Sicamous is known as the Houseboat Capital of Canada for good reason. This is the place to board your Twin Anchors houseboat and start making family memories. These vessels are floating cottages with unbelievable amenities like fireplaces, full-size appliances and onboard hot tubs, everything you need for a self-contained vacation partying with friends or alone in the wilderness.
If you prefer a little more speed and excitement in your water adventures, you can trailer in your own boat and stock up on supplies at The Marina on the Sicamous Channel. And further down the channel, boater or landlubber, Moose Mulligan’s pub/restaurant is the place for waterside food and fun. Along with an extensive menu of burgers, sandwiches, soups, salads and appies, this pub stocks locally produced wines and ales.

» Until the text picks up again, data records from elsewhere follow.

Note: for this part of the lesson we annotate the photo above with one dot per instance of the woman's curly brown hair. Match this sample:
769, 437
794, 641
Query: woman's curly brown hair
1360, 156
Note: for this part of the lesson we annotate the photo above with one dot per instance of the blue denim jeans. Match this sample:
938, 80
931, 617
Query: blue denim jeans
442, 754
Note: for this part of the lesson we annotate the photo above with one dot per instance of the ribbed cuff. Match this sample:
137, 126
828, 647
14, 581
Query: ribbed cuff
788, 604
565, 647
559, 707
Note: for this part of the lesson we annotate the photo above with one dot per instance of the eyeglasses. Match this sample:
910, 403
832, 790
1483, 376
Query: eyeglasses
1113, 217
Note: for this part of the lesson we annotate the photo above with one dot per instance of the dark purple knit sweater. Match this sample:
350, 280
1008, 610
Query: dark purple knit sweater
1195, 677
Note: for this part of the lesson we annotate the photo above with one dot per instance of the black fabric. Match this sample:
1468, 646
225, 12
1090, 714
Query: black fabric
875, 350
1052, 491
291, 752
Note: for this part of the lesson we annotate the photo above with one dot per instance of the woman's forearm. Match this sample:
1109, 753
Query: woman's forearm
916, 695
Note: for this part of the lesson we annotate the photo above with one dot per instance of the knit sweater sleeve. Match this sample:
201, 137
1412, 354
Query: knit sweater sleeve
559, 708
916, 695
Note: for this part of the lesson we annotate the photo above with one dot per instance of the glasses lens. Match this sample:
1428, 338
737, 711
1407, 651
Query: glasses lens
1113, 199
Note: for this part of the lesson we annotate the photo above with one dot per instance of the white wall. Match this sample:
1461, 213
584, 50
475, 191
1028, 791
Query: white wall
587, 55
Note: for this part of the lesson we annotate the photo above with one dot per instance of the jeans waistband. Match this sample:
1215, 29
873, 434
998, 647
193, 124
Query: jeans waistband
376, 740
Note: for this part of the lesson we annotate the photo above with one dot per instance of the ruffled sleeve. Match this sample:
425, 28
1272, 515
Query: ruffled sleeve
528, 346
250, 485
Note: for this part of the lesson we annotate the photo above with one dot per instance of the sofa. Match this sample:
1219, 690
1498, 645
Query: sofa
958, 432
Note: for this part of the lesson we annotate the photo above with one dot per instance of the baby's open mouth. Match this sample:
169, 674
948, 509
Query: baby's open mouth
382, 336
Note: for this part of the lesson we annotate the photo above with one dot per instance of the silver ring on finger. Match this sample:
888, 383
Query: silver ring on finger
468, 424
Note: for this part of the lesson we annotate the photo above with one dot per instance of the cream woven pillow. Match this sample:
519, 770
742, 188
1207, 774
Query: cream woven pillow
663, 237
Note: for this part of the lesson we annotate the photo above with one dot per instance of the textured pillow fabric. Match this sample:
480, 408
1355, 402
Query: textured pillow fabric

Summer and the Shuswap are made for each other, but there’s still more action in the white months. The Larch Hills Nordic Society maintains 150 kilometres of cross-country trails and hosts a slew of events throughout the season. The shorter hiking trails in Eagle River Nature Park and Roderick Haig-Brown Provincial Park are ideal for snowshoeing and skiing.
The Shuswap is also famous for sledding from groomed alpine trails to deep powder bowls and you’ll find day use chalets in six of the region’s seven sledding areas. Favourites include Fly Hills Area, near Salmon Arm; Sicamous Area and Eagle Valley; Spa Hills near Falkland and the Crowfoot Mountain Snowmobile Trails.